UNHCR, the UN Refugee Agency, has registered 2.6 million Afghan refugees worldwide, of which 2.2 million are in neighboring Iran and Pakistan.

“At the moment, it is not clear how many refugees will try to leave Afghanistan,” Matthew Saltmarsh, a UK spokesman for the agency, told TRT World.

“We have noticed that there has been some movement towards the border recently, but the number of people who have contacted UNHCR in neighboring countries has been limited in recent weeks,” he added. The agency has yet to receive details of how the government’s resettlement plan will work once it is operational, some set by the agency and others according to the government’s own criteria.

“These plans alone will not be sufficient to provide protection for Afghans arriving in the UK,” said Enver Solomon, executive director of Refugee Council Asylum Support, in response to the policy statement. “Through no fault of their own, many Afghans will have no choice but to embark on dangerous journeys in search of safety.”

New bill could criminalise Afghans entering ‘illegally’

Meanwhile, the bill currently in Parliament could put anyone who enters the UK via an illegal route to have their asylum claim deemed inadmissible and risk being imprisoned for up to four years.

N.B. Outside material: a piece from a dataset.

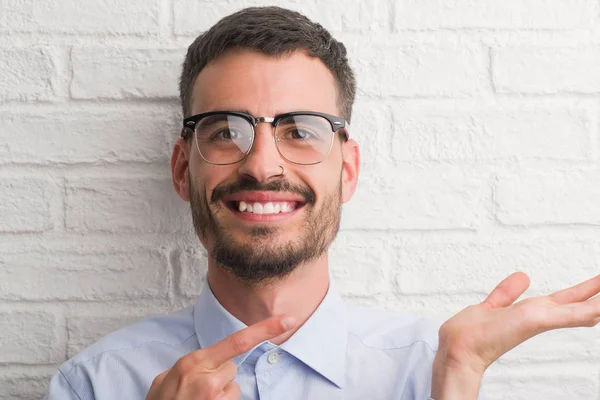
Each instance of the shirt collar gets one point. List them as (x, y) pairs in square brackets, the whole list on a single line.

“The warm welcome that this government wants to give Afghans about the new schemes is in stark contrast to the proposals of the new ‘Borders Law’ that will cruelly close our door to those who have had to undertake dangerous trips by land to reach Suleiman,” he said. Suleiman.

UNHCR has also criticized the two-tier system that could end up punishing the vast majority of refugees, who do not have access to legal channels, in contravention of international law.

“I find it ironic, to be frank, that the very people that we felt were most affected when we saw them hanging from airplanes in Kabul, or those that we are discussing now about how they should be eliminated … if they stood up and” He made them here, “said Rossella Bagliucci Laure, UNHCR UK Representative. Members of the United States Parliament this week at a meeting of the Select Committee on Home Affairs.